Q68 Chairman: I just want to raise one minor question because in terms of the level of the local authority to introduce new collection techniques which are encouraging certainly the waste producer the initial sorting exercise, you have got a combination of capital investment by the local authority, saying, "We'll be the collection system", but the penalty is that it then has every other week disposal and the net result is that wastes build up, the householder becomes disillusioned with the new system, you get untidy waste and you get all kinds of waste going where they should not do. If you are going to invest in it and involve people right the way through the waste chain, have you not got to make certain that, if you are going to have a high level of investment in sophisticated separation equipment, that is backed up by high-frequency collections to keep a high quality of system in place?

Mr Lee: There is no one perfect solution. That much is quite clear to us. In putting this best practice guidance together, we have been able to find a large number of good examples that we can point at and all of them operate on different principles. What is clear is that when householders are encouraged and helped to separate their waste, they can actually produce a surprisingly small amount of residual waste. Now, it may be more efficient and effective for the local authority to say, "If we help you to be effective in that way, we might not need to come to pick up your residual waste every week", as it might well not be worth it. On the other hand, there are local authorities who have found that that really is not accepted very well by the householders in their area and they have either elected to stay with weekly collections and some of them have even had to go back to weekly collections. There is no one ideal solution. What is clear is that local authorities need support and they need to learn from each other and they need the skills and resources to put these schemes into place because without them, we are not going to reach the 2010 targets. That much is obvious.
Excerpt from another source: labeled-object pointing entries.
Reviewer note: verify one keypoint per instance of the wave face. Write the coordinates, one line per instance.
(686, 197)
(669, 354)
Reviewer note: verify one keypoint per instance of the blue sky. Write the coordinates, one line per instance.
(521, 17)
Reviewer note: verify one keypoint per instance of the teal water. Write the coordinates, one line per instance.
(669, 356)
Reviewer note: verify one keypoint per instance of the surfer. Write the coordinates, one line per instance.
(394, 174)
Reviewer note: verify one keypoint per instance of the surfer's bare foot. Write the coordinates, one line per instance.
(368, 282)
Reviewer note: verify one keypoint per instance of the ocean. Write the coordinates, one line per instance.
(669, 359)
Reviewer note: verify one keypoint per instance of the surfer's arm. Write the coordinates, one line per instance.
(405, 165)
Q69 Paddy Tipping: I was interested in the point Mr Lee made a minute ago about not getting locked into long-term contracts. Now, most local authorities are going the PFI route at the moment and the danger of that is that it does lock them into long-term contracts. What advice are you giving in terms of best practice to local authorities around this?

Mr Lee: I can confirm that another piece of best practice work being done by the institution with input from all sorts of parties, including waste management operators and local authorities, is some guidance on best practice in developing contracts. It is interesting that you used the word "locked". I suspect that means that I did earlier on and being locked into a contract, there are two ways that you can look at it. Obviously in order to recoup the high capital costs of some of these investments, there has to be a long term to the contract. It does not mean to say that you necessarily want or need to be locked into what becomes an inappropriately constrictive contract. Flexibility has to be the order of the future.

Q70 Paddy Tipping: You are confident that you can work flexibility into PFI contracts?

Mr Lee: I am convinced it can be done.

Q71 Paddy Tipping: Has it been done?

Mr Lee: Well, perhaps experience might tell us whether it is being done now.

Chairman: Well, upon that very neat piece of footwork, Mr Lee, we will draw our evidence-gathering session to a conclusion. Thank you for the candour of the way that you have answered our questions. I think you have set our inquiry off to an extremely good start, and you have posed some challenging issues which will guide us in our further questioning. Thank you again for your written material and for the time you have spent with us this afternoon.